Yes, acting! No. I’d rather starve.

ISABEL.
There are other alternatives.

HAROLD.
Yes. Looking over the scientific magazines and finding out about new inventions, and writing little pieces about them and selling that to other magazines!

ISABEL.
Why not?

HAROLD.
A pretty job for a poet! What do I know about machinery?

ISABEL.
All the poets I know pay their rent that way. And they none of them know anything about machinery.

HAROLD.
All right. I’m in a crazy world. Everything’s topsy-turvy. Even the streets have gone insane. They wind and twist until they cross their own tracks. I know I’ll get lost looking for that French bakery. ( He goes to the door.) Greenwich Village! My God!

He goes out. She, after a moment, goes into the back room. The charwoman enters, and commences to clean up the place. Isabel comes back, partly clothed and with the rest of her things on her arm, and finishes her toilet in front of the mirror. A sort of conversation ensues.

THE CHARWOMAN.
A grand day it’s going to be.

ISABEL.
( after a pause )

–Do you think I’m a bad woman, Mrs. Murphy?

MRS. MURPHY.
Come, now, it’s not a fair question, and me workin’ for you. I’ve no call to be criticizin’ the way you do behave. It’s my business to be cleanin’ up the place, and if ’tis a nest of paganism, sure ’tis not for my own soul to answer for it at the Judgment Day. And a blessed thought it is, too, that they that follow after the lusts of the flesh must go to hell, or else who knows what a poor soul like me would do sometimes, what with seein’ the carryin’s-on that one does see. But I’d not be breathin’ a word against a nice young lady like yourself.

ISABEL.
What do you think of Mr.
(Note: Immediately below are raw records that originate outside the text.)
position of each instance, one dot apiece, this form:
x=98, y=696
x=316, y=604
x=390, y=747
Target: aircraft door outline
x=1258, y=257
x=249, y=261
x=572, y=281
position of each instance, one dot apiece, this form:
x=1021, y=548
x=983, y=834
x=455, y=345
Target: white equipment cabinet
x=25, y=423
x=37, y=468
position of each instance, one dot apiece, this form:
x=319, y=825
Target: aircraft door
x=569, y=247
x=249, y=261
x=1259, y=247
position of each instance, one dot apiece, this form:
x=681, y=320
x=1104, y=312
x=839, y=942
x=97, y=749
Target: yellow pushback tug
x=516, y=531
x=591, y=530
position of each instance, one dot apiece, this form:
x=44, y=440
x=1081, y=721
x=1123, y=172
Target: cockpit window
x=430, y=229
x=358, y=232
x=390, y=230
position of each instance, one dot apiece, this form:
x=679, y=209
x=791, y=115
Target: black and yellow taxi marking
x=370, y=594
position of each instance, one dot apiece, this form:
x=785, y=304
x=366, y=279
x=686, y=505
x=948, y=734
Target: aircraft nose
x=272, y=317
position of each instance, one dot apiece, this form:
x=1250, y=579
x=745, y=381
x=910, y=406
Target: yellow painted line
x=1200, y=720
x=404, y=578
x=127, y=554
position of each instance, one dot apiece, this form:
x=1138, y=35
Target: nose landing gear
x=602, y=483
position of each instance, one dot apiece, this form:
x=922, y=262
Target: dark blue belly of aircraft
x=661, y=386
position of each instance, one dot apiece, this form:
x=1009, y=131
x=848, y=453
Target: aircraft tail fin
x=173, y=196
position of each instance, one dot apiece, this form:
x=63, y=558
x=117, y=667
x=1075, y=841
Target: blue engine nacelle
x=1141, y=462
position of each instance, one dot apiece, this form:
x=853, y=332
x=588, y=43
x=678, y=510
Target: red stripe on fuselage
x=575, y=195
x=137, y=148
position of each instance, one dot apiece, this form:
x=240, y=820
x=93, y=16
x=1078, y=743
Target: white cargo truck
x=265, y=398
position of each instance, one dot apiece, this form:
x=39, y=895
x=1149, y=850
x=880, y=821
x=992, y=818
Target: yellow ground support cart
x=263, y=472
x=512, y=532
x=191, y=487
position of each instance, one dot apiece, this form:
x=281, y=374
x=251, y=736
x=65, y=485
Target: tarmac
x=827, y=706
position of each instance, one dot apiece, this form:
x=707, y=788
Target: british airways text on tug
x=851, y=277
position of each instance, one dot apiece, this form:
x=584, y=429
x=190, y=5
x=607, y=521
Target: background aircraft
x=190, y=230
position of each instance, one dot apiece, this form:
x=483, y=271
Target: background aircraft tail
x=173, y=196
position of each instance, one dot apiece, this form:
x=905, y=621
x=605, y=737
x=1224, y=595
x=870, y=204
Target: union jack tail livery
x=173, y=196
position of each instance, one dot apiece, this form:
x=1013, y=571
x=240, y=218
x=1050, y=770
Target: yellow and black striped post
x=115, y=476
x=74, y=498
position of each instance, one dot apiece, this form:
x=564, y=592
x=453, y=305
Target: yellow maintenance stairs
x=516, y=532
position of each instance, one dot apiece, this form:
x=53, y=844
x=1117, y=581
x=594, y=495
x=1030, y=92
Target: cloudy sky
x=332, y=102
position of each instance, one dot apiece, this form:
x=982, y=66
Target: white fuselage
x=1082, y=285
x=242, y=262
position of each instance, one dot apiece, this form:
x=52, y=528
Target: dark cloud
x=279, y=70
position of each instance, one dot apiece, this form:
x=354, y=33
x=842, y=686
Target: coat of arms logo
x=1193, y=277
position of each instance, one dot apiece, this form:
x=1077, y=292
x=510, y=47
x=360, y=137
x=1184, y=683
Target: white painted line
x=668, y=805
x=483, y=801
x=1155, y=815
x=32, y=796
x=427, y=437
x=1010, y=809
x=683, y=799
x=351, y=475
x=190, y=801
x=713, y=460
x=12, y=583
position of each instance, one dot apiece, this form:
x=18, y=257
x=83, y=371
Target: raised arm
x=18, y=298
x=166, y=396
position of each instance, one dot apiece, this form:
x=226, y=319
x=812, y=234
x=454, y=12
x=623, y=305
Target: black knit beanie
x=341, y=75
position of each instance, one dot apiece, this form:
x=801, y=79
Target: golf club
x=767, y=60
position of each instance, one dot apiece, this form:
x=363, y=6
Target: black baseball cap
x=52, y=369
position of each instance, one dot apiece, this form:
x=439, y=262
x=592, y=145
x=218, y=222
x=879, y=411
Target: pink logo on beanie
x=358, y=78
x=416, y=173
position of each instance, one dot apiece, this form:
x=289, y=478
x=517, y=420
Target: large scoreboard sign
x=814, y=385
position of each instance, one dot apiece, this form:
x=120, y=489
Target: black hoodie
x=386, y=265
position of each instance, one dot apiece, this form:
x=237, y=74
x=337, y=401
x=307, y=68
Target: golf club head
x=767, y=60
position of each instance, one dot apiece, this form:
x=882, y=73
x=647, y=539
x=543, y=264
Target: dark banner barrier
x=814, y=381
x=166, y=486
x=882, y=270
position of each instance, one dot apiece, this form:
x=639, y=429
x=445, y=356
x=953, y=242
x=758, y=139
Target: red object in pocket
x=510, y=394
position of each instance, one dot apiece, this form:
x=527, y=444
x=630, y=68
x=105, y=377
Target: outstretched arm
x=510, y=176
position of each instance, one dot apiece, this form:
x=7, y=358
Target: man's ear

Falcington?

MRS. MURPHY.
Well, as my sister that’s dead in Ireland used to say, and we two girls together, “Sure,” she said, “there’s no accountin’ for tastes,” she said. And you with a fine grand man the like of Mr. Jim, to be takin’ up with a lost sheep like this one. But I’d not be sayin’ a word against him, for it’s a pretty boy he is, to be sure. Well, there’s a Last Day comin’ for us all, and the sooner the better, the way the young do be shiftin’ and changin’ as the fancy takes them. I say nothin’ at all, nothin’ at all–but if you’ve a quarrel had with Mr. Jim, why don’t you make it up with him?